The booming late-1990s market in converting offices to residential use could grind to a halt within a year, according to one of the leading practitioners. Brian Salmon, group planning executive with the Berkeley Group, blamed the decline on improvement in the office market, vat on conversions, and the increasingly onerous social-housing demands from local authorities. 'These factors make the existing value of commercial premises greater than their development value,' he said.

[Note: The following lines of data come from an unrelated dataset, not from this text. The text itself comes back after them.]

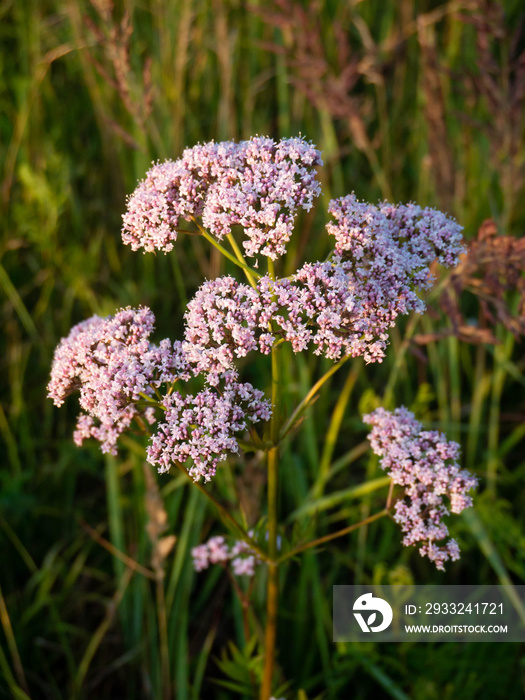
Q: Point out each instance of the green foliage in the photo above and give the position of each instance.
(90, 96)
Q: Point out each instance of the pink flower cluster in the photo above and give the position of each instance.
(216, 551)
(110, 362)
(344, 306)
(117, 371)
(202, 427)
(225, 320)
(258, 184)
(425, 464)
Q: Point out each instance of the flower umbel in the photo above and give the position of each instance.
(258, 184)
(215, 551)
(424, 462)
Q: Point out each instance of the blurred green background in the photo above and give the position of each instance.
(408, 101)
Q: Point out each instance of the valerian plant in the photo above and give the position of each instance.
(340, 308)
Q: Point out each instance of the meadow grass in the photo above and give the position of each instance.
(91, 95)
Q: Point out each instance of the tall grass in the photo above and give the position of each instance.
(414, 101)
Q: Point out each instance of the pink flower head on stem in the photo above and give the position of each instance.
(258, 184)
(111, 362)
(203, 427)
(425, 464)
(240, 556)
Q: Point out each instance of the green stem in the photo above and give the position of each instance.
(240, 258)
(290, 423)
(272, 595)
(332, 536)
(226, 515)
(225, 252)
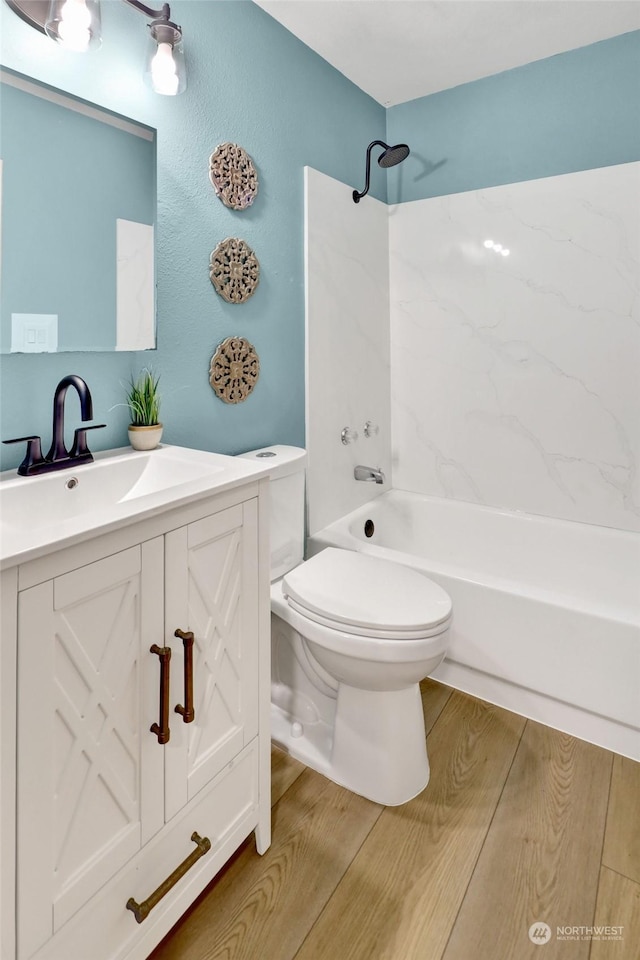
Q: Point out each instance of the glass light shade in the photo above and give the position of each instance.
(165, 69)
(75, 24)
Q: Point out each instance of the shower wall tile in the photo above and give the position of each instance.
(347, 345)
(514, 379)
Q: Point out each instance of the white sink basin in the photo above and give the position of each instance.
(40, 513)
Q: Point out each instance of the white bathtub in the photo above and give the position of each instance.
(546, 615)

The new approach to social-housing provision is outlined in the latest planning circular (6.98, issued in April) which encourages the provision of social/affordable housing on the site rather than giving the developer the option of making a payment for it to be built elsewhere. Some local authorities ask for up to 25 per cent affordable housing. 'We are then not able to make marketing judgements clear of the needs of social housing,' said Salmon.

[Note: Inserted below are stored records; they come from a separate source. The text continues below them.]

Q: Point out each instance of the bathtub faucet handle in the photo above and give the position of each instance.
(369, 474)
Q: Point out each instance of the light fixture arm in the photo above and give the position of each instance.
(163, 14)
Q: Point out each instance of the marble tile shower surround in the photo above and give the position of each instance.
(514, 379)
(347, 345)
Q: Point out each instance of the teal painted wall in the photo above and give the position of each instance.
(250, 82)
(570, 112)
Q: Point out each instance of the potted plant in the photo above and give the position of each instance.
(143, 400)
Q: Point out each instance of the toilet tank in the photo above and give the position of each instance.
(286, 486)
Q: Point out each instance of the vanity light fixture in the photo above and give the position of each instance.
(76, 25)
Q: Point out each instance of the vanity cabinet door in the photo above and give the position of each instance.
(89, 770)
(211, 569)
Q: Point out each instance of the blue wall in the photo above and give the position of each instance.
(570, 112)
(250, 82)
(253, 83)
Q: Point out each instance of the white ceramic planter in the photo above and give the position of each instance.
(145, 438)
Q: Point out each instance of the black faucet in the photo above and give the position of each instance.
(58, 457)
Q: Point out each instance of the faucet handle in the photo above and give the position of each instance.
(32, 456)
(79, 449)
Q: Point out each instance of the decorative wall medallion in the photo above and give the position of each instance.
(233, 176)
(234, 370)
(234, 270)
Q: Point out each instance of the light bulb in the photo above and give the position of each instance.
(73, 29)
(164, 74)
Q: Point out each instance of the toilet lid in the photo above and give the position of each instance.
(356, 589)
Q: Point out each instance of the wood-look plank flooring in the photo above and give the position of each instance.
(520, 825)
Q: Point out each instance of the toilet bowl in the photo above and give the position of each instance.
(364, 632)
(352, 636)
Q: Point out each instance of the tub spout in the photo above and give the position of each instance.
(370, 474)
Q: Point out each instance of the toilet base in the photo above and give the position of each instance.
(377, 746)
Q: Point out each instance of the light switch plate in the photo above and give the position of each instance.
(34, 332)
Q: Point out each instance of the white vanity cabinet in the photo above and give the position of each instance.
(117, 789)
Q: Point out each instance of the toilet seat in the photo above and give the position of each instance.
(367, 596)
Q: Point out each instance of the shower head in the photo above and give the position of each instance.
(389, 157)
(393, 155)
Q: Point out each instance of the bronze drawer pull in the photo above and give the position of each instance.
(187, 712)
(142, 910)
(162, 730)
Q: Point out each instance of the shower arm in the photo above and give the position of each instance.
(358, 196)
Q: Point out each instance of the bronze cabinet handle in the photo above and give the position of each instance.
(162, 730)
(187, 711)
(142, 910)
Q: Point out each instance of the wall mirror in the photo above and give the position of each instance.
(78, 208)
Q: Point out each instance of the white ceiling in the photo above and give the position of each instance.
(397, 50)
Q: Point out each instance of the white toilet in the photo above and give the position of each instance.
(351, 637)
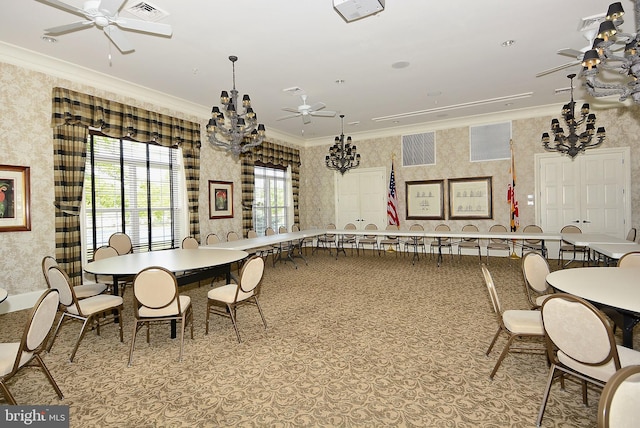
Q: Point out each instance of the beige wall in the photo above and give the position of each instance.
(25, 139)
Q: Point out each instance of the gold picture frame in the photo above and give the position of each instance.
(15, 198)
(220, 199)
(470, 198)
(425, 199)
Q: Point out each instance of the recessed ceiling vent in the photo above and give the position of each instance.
(591, 22)
(147, 11)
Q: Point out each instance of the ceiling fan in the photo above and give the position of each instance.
(576, 54)
(306, 111)
(104, 14)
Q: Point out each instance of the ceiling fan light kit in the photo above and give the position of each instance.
(233, 130)
(342, 156)
(574, 143)
(352, 10)
(605, 71)
(104, 15)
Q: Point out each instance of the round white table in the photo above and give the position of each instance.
(610, 286)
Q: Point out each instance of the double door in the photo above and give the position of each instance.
(590, 191)
(361, 198)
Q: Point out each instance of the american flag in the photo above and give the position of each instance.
(392, 200)
(511, 194)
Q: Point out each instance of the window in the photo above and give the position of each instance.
(136, 188)
(272, 198)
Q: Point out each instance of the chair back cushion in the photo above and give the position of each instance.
(41, 320)
(155, 287)
(535, 270)
(251, 275)
(578, 329)
(58, 280)
(121, 242)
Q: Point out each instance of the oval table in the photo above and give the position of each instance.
(610, 286)
(198, 263)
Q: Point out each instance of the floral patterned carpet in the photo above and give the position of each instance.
(362, 341)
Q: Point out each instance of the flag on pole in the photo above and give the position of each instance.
(392, 200)
(511, 194)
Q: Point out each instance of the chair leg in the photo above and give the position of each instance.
(49, 376)
(545, 397)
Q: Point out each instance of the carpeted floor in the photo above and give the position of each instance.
(359, 342)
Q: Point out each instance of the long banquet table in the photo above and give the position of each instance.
(610, 286)
(246, 244)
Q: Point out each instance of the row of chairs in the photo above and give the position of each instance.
(156, 300)
(577, 338)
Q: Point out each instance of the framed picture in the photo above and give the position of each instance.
(470, 198)
(220, 199)
(425, 200)
(15, 199)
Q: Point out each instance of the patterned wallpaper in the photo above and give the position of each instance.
(25, 139)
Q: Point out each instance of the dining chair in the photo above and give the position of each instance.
(327, 240)
(102, 309)
(532, 244)
(82, 291)
(440, 243)
(190, 243)
(371, 240)
(225, 300)
(535, 269)
(618, 405)
(580, 342)
(212, 238)
(497, 244)
(469, 243)
(104, 252)
(631, 259)
(347, 239)
(18, 355)
(156, 301)
(566, 247)
(515, 323)
(392, 242)
(121, 242)
(416, 243)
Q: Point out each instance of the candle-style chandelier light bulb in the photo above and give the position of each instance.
(574, 143)
(342, 156)
(234, 131)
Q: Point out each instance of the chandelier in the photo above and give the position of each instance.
(233, 130)
(573, 143)
(342, 156)
(624, 70)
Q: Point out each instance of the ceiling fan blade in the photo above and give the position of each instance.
(325, 113)
(110, 7)
(317, 106)
(118, 38)
(558, 68)
(64, 6)
(69, 27)
(144, 26)
(289, 116)
(571, 52)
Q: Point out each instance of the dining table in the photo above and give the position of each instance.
(618, 288)
(189, 265)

One year ago, Salmon calculates, the Berkeley Group had 2300 units of these type of conversions under way. It has fallen severely since then, and he believes it will reach zero by next year. 'The buildings are not coming on the market,' he said. 'In one cause we had bought a building and sold it on because we could get more money for it as a commercial venture.'
Although the Berkeley Group works nationally, conversion of offices to residential is largely a London phenomenon, and so that is where Salmon sees the impact. Conversion of warehouses to residential use is not affected he said, because few of them still have a potential commercial use.